Market participation in the pandemic is growing as people with more time at home and savings look to cash in on wealth-creation opportunities, according to David McDonough, founder and CEO of the app Commonstock. The social platform enables investors to share information about their holdings and market news.

“When young people got stimulus checks, the popular thing to do was invest it,” McDonough said. “That’s a remarkable, transformational change in society.”

McDonough spoke to “Marketplace” host Kai Ryssdal about the rise of social trading apps and young investors’ participation in the stock market during the pandemic.

The following is an edited transcript of their conversation.

David McDonough: When I step back, you know, that growth rate can’t persist forever. You know, it’s a cyclical, sort of breathing thing, where there was a lot of excitement in January, the market has cooled off in the short term, but it will come roaring back in terms of participation. And that’s healthy. That’s a good thing.

Kai Ryssdal: I guess my point, though, is that it is kind of cyclical. And if you and I had this conversation, 15th of February last year, right before the bottom fell out, you know, it would have been a different kettle of fish, as it were.

McDonough: Yes. I mean, I think there’s some historical context that I need to give, right, where, you know, I got started in 2008, at the very bottom of the financial crisis, right? And over the decade, since everybody sort of in my age group watched this 10-year-plus, you know, bull run. So the moment the market actually plummeted in March, that’s where you saw this influx, this flood of people who’ve been on the sidelines, who kind of missed the last run, who are now saying, “This is my time to, you know, jump in and participate in the next wealth-creation opportunity.” And that’s where we are today.
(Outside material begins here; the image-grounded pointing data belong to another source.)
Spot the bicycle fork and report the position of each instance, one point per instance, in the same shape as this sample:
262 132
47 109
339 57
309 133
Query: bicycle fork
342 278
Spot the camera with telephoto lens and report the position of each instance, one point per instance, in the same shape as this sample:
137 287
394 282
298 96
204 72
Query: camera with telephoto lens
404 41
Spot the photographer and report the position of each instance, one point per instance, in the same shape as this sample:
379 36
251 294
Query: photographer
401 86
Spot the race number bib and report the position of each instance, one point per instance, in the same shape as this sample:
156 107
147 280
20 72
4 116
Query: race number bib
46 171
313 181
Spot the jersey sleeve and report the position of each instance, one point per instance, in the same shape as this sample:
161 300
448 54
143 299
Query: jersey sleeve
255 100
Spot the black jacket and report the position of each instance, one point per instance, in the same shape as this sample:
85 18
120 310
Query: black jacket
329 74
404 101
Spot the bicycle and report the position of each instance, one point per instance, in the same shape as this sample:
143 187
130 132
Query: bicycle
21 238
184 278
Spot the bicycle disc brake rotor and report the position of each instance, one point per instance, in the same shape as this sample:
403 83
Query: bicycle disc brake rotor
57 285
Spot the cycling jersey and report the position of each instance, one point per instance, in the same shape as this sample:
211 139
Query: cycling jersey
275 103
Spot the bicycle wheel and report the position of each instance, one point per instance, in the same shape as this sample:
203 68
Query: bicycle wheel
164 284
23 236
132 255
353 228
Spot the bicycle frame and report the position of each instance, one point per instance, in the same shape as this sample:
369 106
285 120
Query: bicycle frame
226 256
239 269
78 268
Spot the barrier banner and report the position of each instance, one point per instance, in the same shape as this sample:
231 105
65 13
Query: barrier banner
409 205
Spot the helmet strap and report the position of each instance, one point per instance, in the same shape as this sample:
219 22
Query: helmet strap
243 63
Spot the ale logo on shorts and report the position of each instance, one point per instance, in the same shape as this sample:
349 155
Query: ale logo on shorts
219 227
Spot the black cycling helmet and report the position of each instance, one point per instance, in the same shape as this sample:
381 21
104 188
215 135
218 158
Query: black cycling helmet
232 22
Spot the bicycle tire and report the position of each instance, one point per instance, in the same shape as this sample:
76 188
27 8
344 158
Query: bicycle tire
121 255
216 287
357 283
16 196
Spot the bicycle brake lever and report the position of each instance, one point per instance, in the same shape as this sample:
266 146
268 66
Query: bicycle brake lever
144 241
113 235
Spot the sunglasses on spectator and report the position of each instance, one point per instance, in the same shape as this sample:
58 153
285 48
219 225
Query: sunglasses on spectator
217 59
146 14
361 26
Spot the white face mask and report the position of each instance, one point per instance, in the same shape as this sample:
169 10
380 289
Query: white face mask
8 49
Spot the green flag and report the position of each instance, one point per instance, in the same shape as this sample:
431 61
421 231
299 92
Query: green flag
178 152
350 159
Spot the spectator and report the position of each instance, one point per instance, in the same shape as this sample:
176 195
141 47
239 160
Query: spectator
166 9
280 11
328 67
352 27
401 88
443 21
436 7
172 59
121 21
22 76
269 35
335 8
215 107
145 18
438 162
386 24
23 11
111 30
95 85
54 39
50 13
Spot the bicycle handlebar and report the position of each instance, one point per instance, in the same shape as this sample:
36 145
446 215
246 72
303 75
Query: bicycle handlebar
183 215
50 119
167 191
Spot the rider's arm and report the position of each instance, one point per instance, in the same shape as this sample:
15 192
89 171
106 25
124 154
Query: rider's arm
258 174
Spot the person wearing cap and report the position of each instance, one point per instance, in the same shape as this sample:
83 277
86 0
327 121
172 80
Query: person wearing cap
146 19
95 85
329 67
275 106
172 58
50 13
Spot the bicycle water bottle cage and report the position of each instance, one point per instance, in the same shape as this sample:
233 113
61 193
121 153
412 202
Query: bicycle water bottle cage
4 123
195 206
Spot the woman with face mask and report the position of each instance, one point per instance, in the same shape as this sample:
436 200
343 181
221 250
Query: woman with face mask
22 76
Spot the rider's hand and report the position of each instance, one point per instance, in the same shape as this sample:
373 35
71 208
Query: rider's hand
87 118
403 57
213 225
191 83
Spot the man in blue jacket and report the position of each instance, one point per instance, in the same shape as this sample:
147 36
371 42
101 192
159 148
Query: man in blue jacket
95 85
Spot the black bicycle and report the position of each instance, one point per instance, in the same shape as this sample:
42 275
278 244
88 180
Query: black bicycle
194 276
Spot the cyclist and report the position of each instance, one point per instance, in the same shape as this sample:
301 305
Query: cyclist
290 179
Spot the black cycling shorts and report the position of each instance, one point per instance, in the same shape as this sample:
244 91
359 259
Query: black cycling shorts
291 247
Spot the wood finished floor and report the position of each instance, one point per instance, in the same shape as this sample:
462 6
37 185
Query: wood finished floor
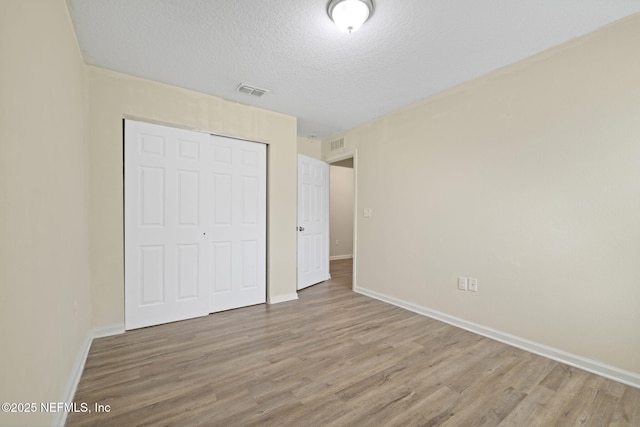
336 358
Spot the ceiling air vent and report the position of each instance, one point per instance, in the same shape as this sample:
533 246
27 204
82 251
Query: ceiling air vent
337 144
251 90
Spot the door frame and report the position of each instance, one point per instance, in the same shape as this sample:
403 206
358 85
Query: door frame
133 118
353 153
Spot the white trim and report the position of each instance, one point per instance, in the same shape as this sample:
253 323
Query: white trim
337 257
283 298
107 331
593 366
60 418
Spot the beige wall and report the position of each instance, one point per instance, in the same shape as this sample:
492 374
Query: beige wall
310 147
114 96
527 179
44 239
341 203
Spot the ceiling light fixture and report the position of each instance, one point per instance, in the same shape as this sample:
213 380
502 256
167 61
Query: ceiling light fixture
349 15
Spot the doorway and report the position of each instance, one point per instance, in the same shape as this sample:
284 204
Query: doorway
342 214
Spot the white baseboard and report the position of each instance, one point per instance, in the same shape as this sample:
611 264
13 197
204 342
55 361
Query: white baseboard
595 367
336 257
72 385
107 331
283 298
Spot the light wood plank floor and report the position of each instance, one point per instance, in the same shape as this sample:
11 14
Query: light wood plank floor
337 358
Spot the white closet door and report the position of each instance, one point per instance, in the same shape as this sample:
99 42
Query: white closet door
238 228
195 224
166 274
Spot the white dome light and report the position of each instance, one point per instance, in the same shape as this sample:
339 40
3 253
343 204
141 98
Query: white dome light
349 15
David McDonough (Photo courtesy Megan Stinson)

Ryssdal: So what is your guess on what market participation looks like coming out of this pandemic? If we’ve got a bunch of younger people piling in now, do you think the percentage of people actually actively in the market is going to increase substantially?

McDonough: When young people got stimulus checks, the popular thing to do was invest it. That’s a remarkable, you know, transformational change in society. And so it’s really interesting to see, especially the acute event that happened in January, you know, this old adage of invest in what you know. Well, young people know memes, and they know internet culture. They know that their friends all like Peloton, and they’re discovering their force as the most meaningful market participant.
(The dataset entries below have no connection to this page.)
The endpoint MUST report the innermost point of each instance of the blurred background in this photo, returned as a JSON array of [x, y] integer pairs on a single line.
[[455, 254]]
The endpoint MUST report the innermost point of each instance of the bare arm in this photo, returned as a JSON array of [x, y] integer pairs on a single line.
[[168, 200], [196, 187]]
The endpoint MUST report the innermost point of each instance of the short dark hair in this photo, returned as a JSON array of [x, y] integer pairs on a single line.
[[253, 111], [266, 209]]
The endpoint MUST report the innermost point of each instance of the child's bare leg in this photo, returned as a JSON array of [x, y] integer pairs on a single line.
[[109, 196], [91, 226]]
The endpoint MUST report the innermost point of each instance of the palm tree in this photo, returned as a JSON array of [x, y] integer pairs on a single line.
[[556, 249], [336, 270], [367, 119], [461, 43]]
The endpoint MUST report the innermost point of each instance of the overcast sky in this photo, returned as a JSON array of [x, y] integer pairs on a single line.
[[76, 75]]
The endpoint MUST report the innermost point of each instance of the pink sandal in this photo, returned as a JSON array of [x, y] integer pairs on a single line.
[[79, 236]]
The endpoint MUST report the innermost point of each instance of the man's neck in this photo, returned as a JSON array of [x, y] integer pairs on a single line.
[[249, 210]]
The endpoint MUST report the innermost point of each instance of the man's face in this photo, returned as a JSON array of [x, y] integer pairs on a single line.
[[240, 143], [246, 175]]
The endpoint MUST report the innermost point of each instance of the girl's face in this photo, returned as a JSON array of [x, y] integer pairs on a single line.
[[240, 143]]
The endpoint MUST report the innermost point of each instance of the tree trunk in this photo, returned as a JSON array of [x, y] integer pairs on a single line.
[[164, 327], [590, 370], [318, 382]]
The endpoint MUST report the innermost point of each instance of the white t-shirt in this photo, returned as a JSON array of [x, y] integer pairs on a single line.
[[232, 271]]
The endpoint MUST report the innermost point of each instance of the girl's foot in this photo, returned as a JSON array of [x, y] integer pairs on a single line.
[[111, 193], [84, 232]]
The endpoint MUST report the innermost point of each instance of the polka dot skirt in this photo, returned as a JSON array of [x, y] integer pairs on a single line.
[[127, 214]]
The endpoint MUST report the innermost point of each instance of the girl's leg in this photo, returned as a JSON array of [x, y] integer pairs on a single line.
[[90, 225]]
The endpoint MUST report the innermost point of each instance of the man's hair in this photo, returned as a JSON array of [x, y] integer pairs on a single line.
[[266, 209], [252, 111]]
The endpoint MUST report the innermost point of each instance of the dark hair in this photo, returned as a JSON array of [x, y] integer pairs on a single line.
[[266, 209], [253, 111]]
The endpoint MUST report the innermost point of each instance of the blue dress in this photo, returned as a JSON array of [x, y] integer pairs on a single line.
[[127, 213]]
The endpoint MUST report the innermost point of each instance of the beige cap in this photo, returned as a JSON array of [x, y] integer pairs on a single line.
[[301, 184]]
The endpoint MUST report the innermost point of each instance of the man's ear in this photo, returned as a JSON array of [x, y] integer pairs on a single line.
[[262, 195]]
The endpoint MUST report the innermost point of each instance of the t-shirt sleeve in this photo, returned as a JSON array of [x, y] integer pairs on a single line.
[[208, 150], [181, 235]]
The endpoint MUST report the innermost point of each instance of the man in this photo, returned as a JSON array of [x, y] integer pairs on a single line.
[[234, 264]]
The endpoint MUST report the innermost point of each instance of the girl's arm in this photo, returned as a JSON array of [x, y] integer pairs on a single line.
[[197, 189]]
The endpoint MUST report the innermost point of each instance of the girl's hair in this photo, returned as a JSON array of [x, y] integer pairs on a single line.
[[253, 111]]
Ryssdal: But are memes and internet culture a good, solid long-term investing strategy?

McDonough: Well, for sure, this is actually what Commonstock is looking to improve because it’s great that everyone’s on Reddit talking about markets and investing. I want to harness this energy for, I guess, a little less risky and positive outcomes, if that makes sense.

Ryssdal: Yeah, it does. What I hear you saying is we need some guardrails, right? Because, look, as we learned with GameStop and some of the more unfortunate episodes there, this can go bad in a big, bad hurry.

McDonough: Depends on the definition of “bad.” You know, one of the things that I think is really valuable, especially for younger investors, is to get exposure to the risks and learn that powerful lesson. Then it sticks with you for life.

Ryssdal: Yeah, but if you lose the rent money when you’re 23, that’s gonna be a tough month for you.

McDonough: Certainly. And by the way, I actually would caveat this with, the vast majority of people are actually not really taking, you know, these superrisky bets like that. The more common outcome is they will put money in some things that are more safe, sometimes more risky. And actually, this is the value of losing an investment at 23. You don’t lose it at 33, when you have two kids and a mortgage, where it’s way more damaging.